So you checked out Peter Jackson’s The Hobbit: An Unexpected Journey over the holiday, and you had a couple of problems with the finished product. Maybe it was too long, maybe the 3D didn’t do anything for you, and maybe you paid for a ticket to the 48 frames-per-second presentation, but thought that the higher frame rate made everything look too realistic – a look that doesn’t work for J.R.R. Tolkien’s fantasy realms.

Then we have this version of The Hobbit for you - a Russian-language adaptation that aired on the Leningrad TV Channel back in 1985 has been posted online. It might make you rethink your criticisms of Jackson’s efforts, which – at the very least – show love of Tolkien’s writings in virtually every scene. This one, well... watch the Soviet Union version of The Hobbit right here:

The clip starts with Zinovy Gerdt playing “The Professor,” a stand-in narrator who was meant to serve as Tolkien. The Russian cast list includes Mikhail Danilov as Bilbo, Anatoly Ravikovich as Thorin, Ivan Krasko as Gandalf and Igor Dmitriev as Gollum. Move over, Andy Serks - we have a new “Precious” portrayal of the cave-dwelling, ring-craving character.
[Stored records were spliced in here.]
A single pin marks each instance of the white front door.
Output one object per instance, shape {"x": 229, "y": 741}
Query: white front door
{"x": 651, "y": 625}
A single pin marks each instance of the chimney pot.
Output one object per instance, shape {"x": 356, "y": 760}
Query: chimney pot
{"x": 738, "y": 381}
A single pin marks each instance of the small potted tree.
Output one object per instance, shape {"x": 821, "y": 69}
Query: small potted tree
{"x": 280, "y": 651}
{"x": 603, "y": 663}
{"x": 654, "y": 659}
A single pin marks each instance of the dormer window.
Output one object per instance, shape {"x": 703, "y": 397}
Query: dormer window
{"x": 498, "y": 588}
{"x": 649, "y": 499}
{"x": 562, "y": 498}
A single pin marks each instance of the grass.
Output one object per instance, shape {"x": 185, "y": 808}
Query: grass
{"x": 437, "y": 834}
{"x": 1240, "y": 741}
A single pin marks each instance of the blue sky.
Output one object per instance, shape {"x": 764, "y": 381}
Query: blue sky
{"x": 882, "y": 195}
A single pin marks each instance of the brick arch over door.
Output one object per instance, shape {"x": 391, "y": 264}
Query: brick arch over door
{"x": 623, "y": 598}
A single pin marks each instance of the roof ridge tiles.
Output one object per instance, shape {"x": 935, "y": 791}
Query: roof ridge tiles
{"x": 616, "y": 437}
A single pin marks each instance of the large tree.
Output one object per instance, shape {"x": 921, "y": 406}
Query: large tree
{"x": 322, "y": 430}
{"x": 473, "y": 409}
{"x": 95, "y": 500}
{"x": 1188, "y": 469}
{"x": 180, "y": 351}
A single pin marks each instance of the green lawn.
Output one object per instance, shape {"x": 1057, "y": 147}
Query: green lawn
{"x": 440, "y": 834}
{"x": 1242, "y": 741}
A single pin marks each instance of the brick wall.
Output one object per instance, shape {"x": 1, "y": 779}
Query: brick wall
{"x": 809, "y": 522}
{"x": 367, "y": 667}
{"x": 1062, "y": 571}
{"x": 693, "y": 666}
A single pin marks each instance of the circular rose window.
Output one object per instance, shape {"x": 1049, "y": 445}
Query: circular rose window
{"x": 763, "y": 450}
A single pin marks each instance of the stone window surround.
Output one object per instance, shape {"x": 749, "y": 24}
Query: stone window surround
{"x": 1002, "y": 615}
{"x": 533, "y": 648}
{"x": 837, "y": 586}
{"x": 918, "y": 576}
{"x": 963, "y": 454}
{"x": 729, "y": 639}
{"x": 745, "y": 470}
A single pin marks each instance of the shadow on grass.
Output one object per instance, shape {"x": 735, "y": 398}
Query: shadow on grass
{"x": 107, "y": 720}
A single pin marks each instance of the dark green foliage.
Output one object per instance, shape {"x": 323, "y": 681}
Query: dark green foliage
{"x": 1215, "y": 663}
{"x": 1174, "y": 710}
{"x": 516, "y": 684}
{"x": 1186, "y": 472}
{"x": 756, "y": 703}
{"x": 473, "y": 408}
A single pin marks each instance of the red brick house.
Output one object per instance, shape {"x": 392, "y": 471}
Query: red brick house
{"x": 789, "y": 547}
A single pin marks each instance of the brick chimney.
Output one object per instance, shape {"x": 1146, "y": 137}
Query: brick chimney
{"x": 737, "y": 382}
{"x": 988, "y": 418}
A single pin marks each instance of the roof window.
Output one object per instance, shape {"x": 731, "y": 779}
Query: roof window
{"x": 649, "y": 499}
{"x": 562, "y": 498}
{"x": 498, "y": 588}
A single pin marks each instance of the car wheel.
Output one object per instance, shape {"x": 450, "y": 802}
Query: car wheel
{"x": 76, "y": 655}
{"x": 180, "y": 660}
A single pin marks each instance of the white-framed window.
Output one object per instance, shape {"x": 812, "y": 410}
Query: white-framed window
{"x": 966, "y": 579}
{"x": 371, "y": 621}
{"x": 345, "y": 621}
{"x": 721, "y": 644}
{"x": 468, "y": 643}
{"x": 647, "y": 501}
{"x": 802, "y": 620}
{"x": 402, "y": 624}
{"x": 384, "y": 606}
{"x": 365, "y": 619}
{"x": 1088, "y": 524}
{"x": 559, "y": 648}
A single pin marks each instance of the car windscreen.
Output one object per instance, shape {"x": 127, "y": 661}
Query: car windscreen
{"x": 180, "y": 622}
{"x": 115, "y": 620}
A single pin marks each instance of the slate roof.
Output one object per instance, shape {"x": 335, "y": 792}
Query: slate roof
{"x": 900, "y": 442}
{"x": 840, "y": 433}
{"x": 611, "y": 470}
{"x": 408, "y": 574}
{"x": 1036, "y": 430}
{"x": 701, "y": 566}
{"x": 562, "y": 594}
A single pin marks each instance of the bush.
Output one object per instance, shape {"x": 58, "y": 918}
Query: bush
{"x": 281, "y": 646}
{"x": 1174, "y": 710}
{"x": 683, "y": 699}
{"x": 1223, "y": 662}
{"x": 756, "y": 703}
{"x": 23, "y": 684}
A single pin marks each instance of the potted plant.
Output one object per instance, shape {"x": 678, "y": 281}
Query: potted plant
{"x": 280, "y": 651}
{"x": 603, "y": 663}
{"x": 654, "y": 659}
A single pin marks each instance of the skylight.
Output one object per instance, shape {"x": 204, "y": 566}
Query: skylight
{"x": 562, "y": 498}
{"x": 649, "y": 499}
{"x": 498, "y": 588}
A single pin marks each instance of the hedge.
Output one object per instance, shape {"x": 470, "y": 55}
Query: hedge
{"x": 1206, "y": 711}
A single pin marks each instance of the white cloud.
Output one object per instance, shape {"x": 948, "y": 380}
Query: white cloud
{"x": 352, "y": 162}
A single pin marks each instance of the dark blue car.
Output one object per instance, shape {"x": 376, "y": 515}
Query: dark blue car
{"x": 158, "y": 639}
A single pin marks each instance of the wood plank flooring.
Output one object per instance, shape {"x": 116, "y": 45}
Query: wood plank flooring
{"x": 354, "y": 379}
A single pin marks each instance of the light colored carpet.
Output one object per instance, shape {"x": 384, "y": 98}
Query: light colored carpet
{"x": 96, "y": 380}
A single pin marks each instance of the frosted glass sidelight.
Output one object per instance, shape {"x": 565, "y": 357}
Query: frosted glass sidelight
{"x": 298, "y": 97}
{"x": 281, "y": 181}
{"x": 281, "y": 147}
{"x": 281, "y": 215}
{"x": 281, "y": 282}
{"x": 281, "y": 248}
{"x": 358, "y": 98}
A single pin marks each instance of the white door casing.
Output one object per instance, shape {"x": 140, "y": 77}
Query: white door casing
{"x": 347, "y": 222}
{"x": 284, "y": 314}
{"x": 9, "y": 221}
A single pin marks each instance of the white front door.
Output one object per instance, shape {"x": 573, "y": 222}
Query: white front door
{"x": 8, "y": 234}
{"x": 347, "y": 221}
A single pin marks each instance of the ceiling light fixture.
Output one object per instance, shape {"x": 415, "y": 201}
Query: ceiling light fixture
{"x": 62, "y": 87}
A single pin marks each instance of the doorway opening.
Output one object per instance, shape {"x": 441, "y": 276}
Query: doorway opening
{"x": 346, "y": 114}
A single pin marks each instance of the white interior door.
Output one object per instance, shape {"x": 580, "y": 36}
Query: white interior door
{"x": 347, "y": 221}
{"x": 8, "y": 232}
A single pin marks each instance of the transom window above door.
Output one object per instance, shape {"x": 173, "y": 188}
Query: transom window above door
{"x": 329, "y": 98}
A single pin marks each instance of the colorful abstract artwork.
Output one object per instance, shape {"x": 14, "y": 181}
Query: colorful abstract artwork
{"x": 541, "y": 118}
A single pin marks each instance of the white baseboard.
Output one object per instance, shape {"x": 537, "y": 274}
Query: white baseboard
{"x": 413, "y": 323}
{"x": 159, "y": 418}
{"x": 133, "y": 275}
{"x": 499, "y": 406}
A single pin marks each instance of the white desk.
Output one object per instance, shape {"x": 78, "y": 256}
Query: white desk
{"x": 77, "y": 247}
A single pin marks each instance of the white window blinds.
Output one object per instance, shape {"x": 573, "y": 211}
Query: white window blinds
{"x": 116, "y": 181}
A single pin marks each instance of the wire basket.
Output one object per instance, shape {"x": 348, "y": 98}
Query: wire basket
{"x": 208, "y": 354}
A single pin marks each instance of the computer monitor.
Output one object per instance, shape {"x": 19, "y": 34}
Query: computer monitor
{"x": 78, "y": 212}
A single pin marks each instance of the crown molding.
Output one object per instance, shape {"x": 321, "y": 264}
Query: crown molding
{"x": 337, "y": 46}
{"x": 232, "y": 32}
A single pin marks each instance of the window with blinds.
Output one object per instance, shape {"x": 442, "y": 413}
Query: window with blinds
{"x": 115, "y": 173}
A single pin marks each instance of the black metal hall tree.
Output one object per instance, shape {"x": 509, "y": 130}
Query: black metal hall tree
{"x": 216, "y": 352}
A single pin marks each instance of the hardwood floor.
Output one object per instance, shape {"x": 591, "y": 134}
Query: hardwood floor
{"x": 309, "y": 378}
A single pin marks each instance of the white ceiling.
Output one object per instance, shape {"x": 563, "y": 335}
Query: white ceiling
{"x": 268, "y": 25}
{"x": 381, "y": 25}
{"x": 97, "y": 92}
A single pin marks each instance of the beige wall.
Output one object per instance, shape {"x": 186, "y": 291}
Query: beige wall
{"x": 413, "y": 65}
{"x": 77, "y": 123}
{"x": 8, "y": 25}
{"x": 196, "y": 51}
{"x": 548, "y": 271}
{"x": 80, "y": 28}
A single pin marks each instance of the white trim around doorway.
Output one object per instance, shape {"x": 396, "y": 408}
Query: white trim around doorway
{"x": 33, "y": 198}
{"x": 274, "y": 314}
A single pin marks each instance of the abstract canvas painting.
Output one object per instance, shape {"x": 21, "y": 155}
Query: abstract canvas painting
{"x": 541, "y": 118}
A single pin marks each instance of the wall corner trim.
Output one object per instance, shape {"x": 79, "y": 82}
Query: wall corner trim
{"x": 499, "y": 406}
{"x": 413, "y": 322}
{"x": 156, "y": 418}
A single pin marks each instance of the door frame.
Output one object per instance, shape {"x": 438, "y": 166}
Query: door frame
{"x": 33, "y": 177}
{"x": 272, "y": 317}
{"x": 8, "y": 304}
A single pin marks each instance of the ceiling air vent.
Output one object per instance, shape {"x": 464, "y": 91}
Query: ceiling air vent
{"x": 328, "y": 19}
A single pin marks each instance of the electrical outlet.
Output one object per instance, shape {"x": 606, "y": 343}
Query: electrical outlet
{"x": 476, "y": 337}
Truthfully, this looks like it was made in somebody’s basement, not behind the Iron Curtain. But what it does prove is the universal appeal of Tolkien’s storytelling and the fantasy characters the author created decades ago. Plus the Russians tell the bulk of the story in just over an hour, while Jackson needs three films for some reason. A fair trade? Watch the clip and make the call. I think you’ll be begging for The Desolation of Smaug before all is said and done.